With decades of political experience—including two terms as Prime Minister and a background in civil administration—Padacké delivered a compelling, well-structured address that blended historical context with forward-looking solutions. He opened by emphasizing the urgency of the topic: decentralization as a driver of local development, with a focus on provincial councils.
Tracing the roots of Chad’s decentralization journey, the speaker linked it to broader African transitions in the 1990s, when democratic reforms, international donor pressure, and a new governance paradigm shifted power toward local communities. « The question isn’t whether decentralization can spur development—it’s whether we’ve built the right framework for it to happen, » he remarked.
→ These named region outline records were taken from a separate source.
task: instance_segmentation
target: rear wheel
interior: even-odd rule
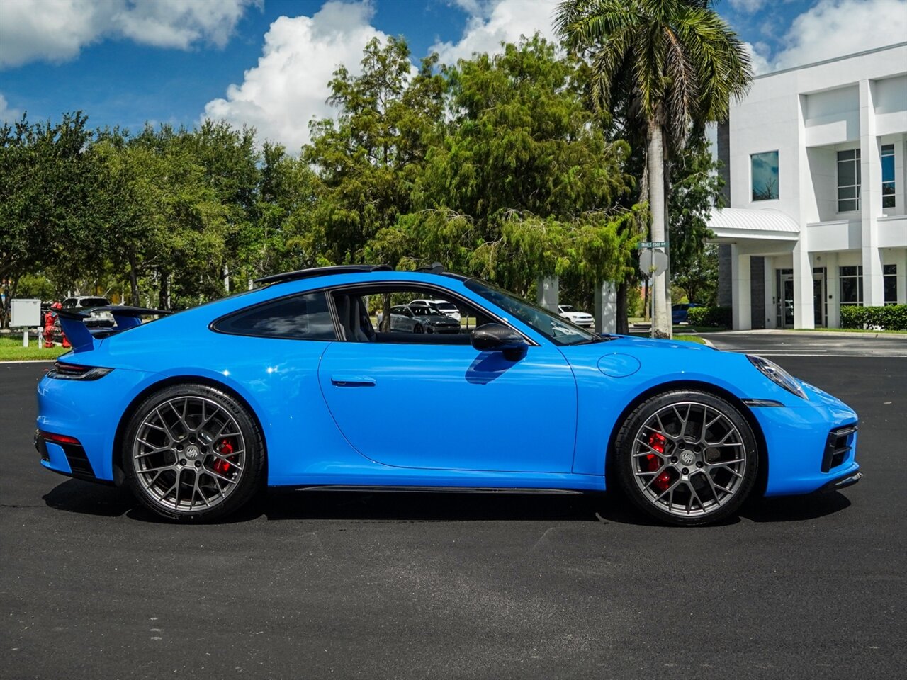
[[[208,521],[239,510],[259,488],[261,432],[233,396],[204,384],[165,387],[142,402],[123,440],[123,470],[157,514]]]
[[[708,524],[736,511],[753,489],[756,437],[728,402],[695,390],[649,399],[618,435],[621,489],[672,524]]]

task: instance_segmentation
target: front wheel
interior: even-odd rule
[[[709,524],[736,512],[753,489],[758,451],[746,419],[697,390],[656,395],[629,415],[616,442],[618,481],[649,514]]]
[[[123,440],[127,484],[158,515],[186,522],[234,512],[261,485],[261,431],[232,395],[204,384],[165,387],[143,401]]]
The conference unfolded around three core themes:
1. Political and legal foundations
Padacké underscored that Chad’s constitutional evolution—from the 1993 Sovereign National Conference to the 1996 and 2023 Constitutions—explicitly enshrined a unitary yet decentralized state. Key milestones include:
- The 2024 organic law n°14, defining the status of autonomous local authorities.
- The 2024 organic law n°28, redistributing powers between the central government and provinces.
- Article 271 of the Constitution, which enforces the principle of subsidiarity—decision-making at the most local level feasible.
2. Current bottlenecks
Despite legal progress, real-world obstacles persist:
- Delays in transferring financial and human resources to provinces.
- Limited technical and administrative capacity among provincial officials.
- Governance gaps and coordination failures between elected councils and state representatives.
3. Pathways to progress
The former Prime Minister proposed actionable solutions:
- Accelerating the transfer of revenue shares—including oil and tax proceeds—to provinces.
- Investing in training for elected officials and civil servants.
- Establishing robust monitoring and evaluation mechanisms.
- Amplifying civil society and development partner involvement.
- Upholding subsidiarity to ensure genuine—not symbolic—decentralization.

In closing, Padacké urged the next generation of administrators to embrace these challenges. « A functional decentralization system doesn’t just bring government closer to citizens—it’s the bedrock of balanced national development, » he concluded. The forum left attendees with a clear roadmap: from policy to practice.